Friday, October 29, 2021

Links 29 October 2021

Innu Coat, collected in Labrador, 19th Century

A reminder that while Thomas Jefferson is on the outs because of his hypocrisy about slavery, he remains a hero of religious liberty; the statue just removed from New York's City Hall was paid for Jewish naval officer Uriah P. Levy, because it was Jefferson who made it possible for Jews to serve in the Navy and to attend his creation, the University of Virginia. (NY Times)

Short history of Yanga, a community of self-liberated African slaves in eastern Mexico.

Mention here of a study that found 90% of people rated their own objectivity as above average. (NY Times) It is important to remember that while you feel your opinions are justified by the facts, because you are rational and objective, everybody else feels the same way.

A bit of Aztec cruelty: the Festival of the Flayed God. Just like the Aztecs to celebrate the new plant growth of spring with torture and human sacrifice.

Trying to map all the connections in the brain of a fruit fly: 25,000 neurons and 20 million synapses mapped so far, a lot more still to do. (NY Times, ungated articles here and here.)

Scott Siskind goes meta with QAnon: "My point is we're all engaged in this kind of desperate project of trying to feel like we're having new important insights, in a world full of people who are much smarter than we are." I think this is very broadly applicable, especially to academia but also to bloggers like me.

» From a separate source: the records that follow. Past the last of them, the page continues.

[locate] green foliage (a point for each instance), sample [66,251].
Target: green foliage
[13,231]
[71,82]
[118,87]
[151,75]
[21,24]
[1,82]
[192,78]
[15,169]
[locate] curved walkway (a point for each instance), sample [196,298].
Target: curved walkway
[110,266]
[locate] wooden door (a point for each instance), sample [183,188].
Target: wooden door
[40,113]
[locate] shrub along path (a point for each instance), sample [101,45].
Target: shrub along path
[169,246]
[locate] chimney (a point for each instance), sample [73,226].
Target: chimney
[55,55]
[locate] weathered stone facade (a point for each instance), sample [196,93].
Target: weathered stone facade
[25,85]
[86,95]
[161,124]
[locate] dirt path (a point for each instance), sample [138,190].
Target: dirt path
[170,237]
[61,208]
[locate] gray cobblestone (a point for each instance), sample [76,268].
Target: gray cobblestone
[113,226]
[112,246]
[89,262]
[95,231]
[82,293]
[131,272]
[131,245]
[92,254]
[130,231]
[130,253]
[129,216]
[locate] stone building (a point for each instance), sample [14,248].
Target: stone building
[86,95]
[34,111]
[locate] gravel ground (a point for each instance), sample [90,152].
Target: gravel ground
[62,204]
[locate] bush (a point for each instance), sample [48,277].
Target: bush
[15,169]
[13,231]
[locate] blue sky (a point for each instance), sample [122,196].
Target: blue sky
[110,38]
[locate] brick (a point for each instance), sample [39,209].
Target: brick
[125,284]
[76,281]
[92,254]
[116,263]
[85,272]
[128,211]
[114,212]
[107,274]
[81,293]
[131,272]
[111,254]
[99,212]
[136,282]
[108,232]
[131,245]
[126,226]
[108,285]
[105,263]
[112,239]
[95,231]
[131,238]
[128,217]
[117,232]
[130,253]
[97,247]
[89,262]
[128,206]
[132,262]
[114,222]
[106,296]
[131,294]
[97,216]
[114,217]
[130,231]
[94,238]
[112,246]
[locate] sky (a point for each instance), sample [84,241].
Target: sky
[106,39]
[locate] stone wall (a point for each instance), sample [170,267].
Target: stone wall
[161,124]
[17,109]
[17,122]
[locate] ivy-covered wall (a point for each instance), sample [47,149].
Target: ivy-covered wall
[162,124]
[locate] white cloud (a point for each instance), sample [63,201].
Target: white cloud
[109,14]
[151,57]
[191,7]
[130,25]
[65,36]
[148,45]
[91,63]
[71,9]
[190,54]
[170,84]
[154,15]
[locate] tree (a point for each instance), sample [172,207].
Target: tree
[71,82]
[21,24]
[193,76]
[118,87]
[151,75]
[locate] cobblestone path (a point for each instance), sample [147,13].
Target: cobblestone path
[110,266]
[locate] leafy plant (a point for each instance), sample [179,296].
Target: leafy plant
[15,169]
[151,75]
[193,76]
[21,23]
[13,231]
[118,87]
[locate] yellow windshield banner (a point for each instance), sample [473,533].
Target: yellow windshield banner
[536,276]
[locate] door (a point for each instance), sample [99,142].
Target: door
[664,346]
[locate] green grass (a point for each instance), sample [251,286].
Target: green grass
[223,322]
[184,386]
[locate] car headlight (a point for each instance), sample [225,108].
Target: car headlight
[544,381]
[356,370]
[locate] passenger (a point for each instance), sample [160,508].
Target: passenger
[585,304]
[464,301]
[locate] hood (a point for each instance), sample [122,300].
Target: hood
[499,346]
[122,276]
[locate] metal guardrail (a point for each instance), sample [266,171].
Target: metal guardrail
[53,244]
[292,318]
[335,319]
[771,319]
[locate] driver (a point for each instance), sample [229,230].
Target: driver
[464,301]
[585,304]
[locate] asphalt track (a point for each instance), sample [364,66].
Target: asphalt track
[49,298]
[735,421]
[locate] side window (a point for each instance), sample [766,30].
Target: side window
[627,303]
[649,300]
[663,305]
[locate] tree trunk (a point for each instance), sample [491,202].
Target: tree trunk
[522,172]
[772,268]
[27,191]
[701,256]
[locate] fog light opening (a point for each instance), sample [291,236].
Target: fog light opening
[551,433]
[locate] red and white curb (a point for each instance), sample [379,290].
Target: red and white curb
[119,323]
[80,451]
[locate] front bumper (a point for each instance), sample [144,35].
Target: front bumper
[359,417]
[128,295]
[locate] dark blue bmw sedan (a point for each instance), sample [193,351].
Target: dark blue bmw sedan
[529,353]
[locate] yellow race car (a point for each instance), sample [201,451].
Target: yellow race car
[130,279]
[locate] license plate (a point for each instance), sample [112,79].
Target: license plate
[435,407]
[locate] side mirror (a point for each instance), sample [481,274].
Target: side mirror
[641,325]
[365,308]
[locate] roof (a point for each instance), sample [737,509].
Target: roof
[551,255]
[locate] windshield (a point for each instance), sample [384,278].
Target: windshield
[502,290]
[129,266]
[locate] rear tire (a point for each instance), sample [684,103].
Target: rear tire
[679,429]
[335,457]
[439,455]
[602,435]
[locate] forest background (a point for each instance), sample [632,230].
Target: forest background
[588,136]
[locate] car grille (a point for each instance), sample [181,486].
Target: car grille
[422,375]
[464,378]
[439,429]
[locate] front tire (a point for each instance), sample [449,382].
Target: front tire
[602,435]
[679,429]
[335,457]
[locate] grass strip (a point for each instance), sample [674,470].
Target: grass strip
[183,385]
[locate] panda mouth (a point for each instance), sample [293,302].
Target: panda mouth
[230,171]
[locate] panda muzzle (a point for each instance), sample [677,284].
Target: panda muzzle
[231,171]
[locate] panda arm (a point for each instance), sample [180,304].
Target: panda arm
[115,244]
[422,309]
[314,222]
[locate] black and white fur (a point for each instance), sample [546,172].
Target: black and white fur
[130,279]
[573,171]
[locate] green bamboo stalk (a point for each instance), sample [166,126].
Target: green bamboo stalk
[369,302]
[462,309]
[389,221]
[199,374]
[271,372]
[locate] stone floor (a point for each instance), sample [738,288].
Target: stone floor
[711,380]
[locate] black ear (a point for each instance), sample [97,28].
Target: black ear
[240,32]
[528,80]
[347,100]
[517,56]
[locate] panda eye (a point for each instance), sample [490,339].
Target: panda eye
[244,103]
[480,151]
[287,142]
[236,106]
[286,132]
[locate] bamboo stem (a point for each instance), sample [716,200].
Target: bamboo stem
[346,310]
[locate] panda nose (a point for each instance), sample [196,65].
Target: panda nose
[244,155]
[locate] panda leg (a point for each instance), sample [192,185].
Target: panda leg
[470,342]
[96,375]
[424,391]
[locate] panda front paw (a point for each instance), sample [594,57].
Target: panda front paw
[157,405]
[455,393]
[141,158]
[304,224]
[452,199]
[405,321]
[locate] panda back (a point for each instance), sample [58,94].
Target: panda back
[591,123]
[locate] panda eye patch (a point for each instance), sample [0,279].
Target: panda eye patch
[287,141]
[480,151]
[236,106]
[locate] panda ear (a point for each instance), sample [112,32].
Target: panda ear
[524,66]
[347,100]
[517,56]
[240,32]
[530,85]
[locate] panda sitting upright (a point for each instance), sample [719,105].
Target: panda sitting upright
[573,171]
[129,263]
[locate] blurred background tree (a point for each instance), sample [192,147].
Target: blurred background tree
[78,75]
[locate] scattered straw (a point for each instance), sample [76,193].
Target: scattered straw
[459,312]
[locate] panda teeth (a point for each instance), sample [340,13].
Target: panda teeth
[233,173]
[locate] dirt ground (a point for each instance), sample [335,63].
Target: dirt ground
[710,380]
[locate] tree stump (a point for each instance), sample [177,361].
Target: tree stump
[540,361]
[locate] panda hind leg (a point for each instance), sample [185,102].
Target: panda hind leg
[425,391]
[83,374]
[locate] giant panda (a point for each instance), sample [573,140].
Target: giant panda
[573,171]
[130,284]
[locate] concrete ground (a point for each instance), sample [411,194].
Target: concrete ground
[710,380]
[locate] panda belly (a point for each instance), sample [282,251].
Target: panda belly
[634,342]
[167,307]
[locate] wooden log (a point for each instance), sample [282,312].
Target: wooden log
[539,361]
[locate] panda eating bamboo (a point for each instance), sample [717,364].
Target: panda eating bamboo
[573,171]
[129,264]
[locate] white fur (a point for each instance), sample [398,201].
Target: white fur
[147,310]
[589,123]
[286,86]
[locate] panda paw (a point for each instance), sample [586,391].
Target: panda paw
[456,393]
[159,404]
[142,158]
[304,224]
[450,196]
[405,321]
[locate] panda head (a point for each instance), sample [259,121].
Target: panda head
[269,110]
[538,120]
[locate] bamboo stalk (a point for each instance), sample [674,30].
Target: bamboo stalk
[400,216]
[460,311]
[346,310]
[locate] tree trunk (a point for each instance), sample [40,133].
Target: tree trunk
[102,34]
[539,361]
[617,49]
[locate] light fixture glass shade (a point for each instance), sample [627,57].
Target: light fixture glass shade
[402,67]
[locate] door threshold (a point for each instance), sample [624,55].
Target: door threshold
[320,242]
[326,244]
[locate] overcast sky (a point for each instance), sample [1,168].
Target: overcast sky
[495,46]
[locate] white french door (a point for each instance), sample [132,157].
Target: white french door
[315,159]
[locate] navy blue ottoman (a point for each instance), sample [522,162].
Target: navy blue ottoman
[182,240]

Long, somewhat strange article by David Graeber and David Wengrow about the remote human past, focusing on how flexible and diverse our political and social arrangements used to be, concluding by asking why they are so rigid now. I feel like population density and economic complexity are such obvious answers to that question that after displaying real learning and intelligence they end up making themselves look obtuse.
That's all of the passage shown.